共和党寄りの主要メディアがFOXニュースだけだとしたら、共和党はどうやって二大政党を維持しているのでしょう?

実はアメリカのメディア事情、もっと言えばアメリカの新聞事情にその原因があるのです。

日本では、新聞といえば読売新聞や朝日新聞が有名ですね。

全盛期より発行部数を落としていると話題にあがりますが、未だに読売700万部、朝日500万部を誇っています。

一方、世界的に有名なアメリカの新聞であるニューヨークタイムズは48万部、ワシントンポストは25万部にすぎません。

日本より多くの国民を抱えているアメリカでたったこれだけの部数!アメリカでは新聞を読む習慣がないのでしょうか?

そうではありません。
アメリカには日本と異なり、「全国紙」と「地方紙」の住み分けという事情があるのです。

「全国紙」はその名の通り、アメリカ全国どこでも手にはいるような新聞です。

日本でも名前を聞くような「ウォールストリートジャーナル」、「ニューヨークタイムズ」、「ワシントンポスト」などがそれに当たります。

もう一方の「地方紙」は、その地方でしか売ってないような地元紙です。

日本でたとえるなら「北海道新聞」や「琉球日報」をイメージすると近いのですが、もっともっとローカル寄りです

郷土愛が強く、お悔やみ欄、赤ちゃんの出生欄、郷土のヒーローの記事、地元高校の部活動の活躍、地元のスポーツチームの勝敗、地元の○○さんが表彰…もう、地元情報がすごい。

アメリカで「全国紙」と「地方紙」どちらが選ばれるかというと、これが圧倒的に「地方紙」優勢なのです。
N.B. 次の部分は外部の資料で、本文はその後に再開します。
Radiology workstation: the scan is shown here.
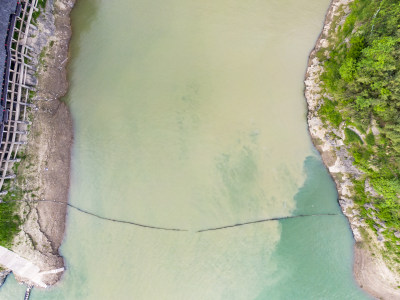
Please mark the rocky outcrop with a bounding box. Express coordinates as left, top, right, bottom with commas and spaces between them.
305, 0, 400, 298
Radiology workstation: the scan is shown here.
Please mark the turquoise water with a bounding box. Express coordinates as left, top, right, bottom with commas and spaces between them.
0, 0, 370, 299
260, 156, 368, 299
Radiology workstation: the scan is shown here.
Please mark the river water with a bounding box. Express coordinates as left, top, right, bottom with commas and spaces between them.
1, 0, 370, 299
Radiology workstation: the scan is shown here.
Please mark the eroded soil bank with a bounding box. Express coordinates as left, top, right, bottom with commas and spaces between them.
1, 0, 75, 288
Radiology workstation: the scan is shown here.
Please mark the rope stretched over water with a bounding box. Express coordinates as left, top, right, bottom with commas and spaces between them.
196, 213, 340, 233
2, 199, 188, 232
1, 199, 341, 233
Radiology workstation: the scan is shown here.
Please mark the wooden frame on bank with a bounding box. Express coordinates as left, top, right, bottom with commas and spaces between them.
0, 0, 38, 197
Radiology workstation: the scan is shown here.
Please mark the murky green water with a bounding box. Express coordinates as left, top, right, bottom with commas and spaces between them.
1, 0, 370, 299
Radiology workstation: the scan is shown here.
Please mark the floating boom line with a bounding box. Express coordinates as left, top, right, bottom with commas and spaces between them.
1, 199, 341, 233
196, 213, 341, 233
1, 199, 188, 232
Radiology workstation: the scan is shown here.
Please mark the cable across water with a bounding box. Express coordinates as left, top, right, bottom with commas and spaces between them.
1, 199, 341, 233
2, 199, 188, 232
196, 213, 341, 232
というか、「全国紙」を購読している人はだいたい地元の地方紙も購読しています。

「全国紙」は“意識が高い層の併読紙”という意味合いが強いのです。(日本経済新聞の立ち位置をイメージしてみると分かりやすいかもしれません)

そう、「全国紙」は一部のインテリ層が作っている、一部のインテリ層向けのメディアなのです。

もっと言えば、アメリカ人の大半は「ニューヨークタイムズ」、「ワシントンポスト」なんて読んでないのです!!
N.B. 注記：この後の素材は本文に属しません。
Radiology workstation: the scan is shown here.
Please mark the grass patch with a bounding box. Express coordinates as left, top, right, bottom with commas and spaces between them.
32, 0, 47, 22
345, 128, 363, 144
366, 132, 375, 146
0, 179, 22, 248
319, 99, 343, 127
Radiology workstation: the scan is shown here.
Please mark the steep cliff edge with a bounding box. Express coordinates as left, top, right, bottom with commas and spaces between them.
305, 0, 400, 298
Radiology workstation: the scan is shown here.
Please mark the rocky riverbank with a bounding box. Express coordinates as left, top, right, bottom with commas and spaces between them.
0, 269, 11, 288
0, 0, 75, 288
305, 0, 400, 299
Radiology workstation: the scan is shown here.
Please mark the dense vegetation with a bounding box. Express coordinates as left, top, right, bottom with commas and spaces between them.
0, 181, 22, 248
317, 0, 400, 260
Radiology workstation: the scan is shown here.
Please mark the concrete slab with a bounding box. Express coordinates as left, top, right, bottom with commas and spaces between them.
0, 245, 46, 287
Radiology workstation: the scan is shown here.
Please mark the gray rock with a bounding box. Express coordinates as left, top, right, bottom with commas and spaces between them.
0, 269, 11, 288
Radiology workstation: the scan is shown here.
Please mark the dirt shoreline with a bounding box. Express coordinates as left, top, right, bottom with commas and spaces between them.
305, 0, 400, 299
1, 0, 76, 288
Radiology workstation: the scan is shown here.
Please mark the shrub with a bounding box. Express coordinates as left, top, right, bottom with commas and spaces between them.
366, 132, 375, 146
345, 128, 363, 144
こういった「全国紙を読まない層」の多くは、地元を愛し、変わらない生活を愛し、熱心にキリスト教を信仰します。

そう、全国紙を読まない彼らこそが、共和党の支持母体なんです。

余談ですが、日本に入ってくるアメリカ発の新聞記事は、たいてい「ニューヨークタイムズ」、「ワシントンポスト」といったインテリ向け全国紙。「地元の○○さんが表彰されました」「○○高校聖歌隊コンサート今年も盛況」なんて地方紙が翻訳されて入ってくることはまずありません。

だから日本人は「アメリカの新聞はほとんどが反トランプなのに、どうして選挙で勝てるんだろう??」と不思議に思うのですね。

つまり、乱暴に単純化するとこういうことです。

全国紙、CNN、CBS、ABC、NBC =民主党支持

地方紙、FOX =共和党支持

いくらハリウッドが共和党を嫌いとしても、各州の小さな地方紙(他の州では全く無名)を攻撃してもピンときません。

ハリウッドにとって、唯一FOXニュースだけが、非常に攻撃しやすい共和党支持メディアなのです。

もちろん、FOXニュースのセクハラスキャンダルは糾弾されるべきことですし、トランプ元大統領の女性蔑視・差別発言も同様です。

しかしこの映画が反共和党・反FOXニュース勢力によって作られたという事情は、頭の片隅に置いておくといいかもしれません。